Hypertension has been a major public health problem worldwide. According to the statistics, one-fifth of the Chinese adult population has HTN, and another two-fifths is in the pre-HTN state, diagnosed by Chinese hypertension guidelines, and the median age of patients is continually rising [36]. In addition, hypertension is increasingly being diagnosed in young adults across China [37]. According to the clinical evidence, hypertension has become a serious trigger for many chronic diseases, such as cardiovascular diseases, diabetes, and obesity, which significantly impair the quality of life [38]. Thus, implementing the self-management measures and increasing the detection of HTN are beneficial to improve quality of life and reduce medical expenditure. On the side of government, it is time to put more money into hypertension prevention and build a robust basic healthcare system in undeveloped areas.

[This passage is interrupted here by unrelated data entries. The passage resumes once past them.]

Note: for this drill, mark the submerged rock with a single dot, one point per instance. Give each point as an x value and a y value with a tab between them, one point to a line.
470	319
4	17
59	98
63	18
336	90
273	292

This is the first systematic review and meta-analysis conducted in China that focuses on the relationship between self-management interventions, blood pressure improvement, blood pressure control, and behavioral outcomes. A major strength of our research is its comprehensive analysis, which evaluates various relevant factors related to self-management interventions and includes only randomized controlled trials (RCTs) to provide accurate evidence. However, one limitation of our study is the significant heterogeneity among the included studies. To address this, we performed subgroup analyses and used a random-effects model for assessment. Additionally, most of the literature comes from high-income regions, which may limit the applicability of our findings to other areas.
In conclusion, this systematic review clearly demonstrated that self-management interventions can reduce both SBP and DBP in patients with hypertension, with hospital-based interventions being the most effective. Additionally, these interventions can improve lifestyle behaviors [39]. However, hypertension patients living in rural areas still require more self-management support and proper education to manage the progression of hypertension. The impact of the duration of self-management interventions on hypertension status remains unclear.